If bufsize is a power of 2, doing the modulo would be exactly the same as just using a smaller integer type (like 8 bits on a microcontroller). What we want is the integer wraparound to never coincide with the buffer position wrapping. For that we would need a size that has some other factor than 2, and thus a "real" modulo operation in the indexing (which is slow).

Or is there an error in my thinking?

edit: Duh, I understand now. If the counter has at least twice the range as the buffer size, the subtraction will always give the correct number of elements used. Power of 2 or not doesn't matter.

Not having to do the subtraction could still give a performance benefit, and if the buffer elements aren't very large, one wasted slot is worth the tradeoff.

adrian_b · on May 15, 2022

Like for any algorithm choice, the optimal choice depends on the context.

On a desktop/laptop computer, wasting a queue slot matters very little, but it may be useful to achieve the maximum speed, so this method does not seem preferable.

On the other hand, in many microcontroller applications there is no other read/write RAM, but a few kilobytes of internal MCU RAM. So the amount of used RAM may be the most important resource and there may be many FIFO queues for various peripheral interfaces.

For such MCU applications, it is valuable to be aware of this alternative FIFO queue implementation, as it may be the best choice.

gpderetta · on May 15, 2022

It took me a bit to understand how tcp seqnums work in case of wraparound, but the trick is exactly that: everything works fine as long as you have less than 2*31 unack'd bytes.

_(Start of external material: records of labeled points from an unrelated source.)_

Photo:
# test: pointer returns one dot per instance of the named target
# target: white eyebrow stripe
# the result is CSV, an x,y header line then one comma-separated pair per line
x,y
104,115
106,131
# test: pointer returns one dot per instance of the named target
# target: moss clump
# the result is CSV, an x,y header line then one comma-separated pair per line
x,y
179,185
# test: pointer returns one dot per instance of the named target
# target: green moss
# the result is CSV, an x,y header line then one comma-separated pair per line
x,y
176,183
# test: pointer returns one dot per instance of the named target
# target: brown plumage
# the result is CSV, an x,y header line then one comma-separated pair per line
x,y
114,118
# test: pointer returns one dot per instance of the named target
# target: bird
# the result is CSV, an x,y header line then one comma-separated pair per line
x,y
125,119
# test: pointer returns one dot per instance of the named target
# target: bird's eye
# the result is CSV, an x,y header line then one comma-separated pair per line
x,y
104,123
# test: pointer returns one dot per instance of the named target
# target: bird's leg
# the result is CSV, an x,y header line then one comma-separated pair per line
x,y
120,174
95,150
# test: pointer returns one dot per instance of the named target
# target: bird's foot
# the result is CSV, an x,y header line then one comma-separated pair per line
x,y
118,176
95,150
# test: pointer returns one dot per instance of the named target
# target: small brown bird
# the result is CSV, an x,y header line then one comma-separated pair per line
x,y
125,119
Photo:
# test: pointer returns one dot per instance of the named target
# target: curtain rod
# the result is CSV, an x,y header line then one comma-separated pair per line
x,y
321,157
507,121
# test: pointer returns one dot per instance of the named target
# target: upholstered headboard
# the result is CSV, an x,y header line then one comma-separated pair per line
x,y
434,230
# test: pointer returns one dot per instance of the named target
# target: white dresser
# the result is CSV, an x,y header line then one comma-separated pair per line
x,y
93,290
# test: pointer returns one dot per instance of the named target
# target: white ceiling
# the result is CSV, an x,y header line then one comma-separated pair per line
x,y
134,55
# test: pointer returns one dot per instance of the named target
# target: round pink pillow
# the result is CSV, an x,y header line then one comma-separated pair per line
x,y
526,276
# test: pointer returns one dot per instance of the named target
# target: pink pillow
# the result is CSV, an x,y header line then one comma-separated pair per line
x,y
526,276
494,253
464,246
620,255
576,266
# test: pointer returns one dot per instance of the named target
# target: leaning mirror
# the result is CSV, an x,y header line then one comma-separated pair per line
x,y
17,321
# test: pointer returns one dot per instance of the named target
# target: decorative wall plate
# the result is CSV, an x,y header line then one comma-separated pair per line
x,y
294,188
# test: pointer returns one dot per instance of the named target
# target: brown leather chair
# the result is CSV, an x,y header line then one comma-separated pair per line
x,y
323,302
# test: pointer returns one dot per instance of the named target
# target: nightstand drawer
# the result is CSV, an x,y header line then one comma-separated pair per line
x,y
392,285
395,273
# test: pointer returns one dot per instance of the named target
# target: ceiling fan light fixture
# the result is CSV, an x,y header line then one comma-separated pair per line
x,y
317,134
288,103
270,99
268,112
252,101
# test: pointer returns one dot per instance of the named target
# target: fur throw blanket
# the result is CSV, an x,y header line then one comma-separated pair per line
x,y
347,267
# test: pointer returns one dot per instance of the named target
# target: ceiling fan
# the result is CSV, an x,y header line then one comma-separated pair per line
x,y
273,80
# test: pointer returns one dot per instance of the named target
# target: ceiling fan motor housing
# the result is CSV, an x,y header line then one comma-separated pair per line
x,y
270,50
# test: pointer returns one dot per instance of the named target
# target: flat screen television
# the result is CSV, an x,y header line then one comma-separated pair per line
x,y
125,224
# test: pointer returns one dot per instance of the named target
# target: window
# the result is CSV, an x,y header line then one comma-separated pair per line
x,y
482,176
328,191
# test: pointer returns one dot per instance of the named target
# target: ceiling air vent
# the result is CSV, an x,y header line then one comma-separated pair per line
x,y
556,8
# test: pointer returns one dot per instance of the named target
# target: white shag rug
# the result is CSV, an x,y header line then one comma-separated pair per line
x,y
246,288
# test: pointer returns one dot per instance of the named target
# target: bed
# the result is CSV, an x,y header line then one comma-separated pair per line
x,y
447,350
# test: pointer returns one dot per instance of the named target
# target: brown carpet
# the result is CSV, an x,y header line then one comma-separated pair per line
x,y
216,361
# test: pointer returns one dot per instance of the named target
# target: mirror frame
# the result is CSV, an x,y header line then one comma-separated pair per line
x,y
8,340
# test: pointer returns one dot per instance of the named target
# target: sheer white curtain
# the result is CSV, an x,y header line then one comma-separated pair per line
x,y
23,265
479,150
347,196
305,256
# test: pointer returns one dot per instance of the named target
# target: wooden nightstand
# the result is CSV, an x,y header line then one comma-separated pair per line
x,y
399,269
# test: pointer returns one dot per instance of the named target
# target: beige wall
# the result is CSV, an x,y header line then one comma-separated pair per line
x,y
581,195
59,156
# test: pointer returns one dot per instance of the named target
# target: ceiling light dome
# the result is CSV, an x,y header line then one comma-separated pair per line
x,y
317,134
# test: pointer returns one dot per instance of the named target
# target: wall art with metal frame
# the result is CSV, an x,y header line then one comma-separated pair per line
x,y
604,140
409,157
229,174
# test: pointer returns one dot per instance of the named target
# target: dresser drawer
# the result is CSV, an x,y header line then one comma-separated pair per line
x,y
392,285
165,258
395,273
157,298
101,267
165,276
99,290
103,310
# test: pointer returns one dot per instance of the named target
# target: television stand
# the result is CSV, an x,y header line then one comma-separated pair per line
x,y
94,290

Ring buffers work exactly the same way

orlp · on May 17, 2022

Right, you resolve the ambiguity of the wraparound because we know that logically the read_idx (which I guess is better called pop_idx) can never exceed the write_idx. It does fail if bufsize equals 2^w where w is the width of your index type, but eh, that's fair enough. You still 'waste' a slot but it's in the address space rather than physically.

JonChesterfield · on May 15, 2022

Easier to sanity check if you use uint8 for the indices

kevin_thibedeau · on May 15, 2022

This creates an ambiguity for testing the full and empty conditions. You end up having to store an additional atomic flag to track that state.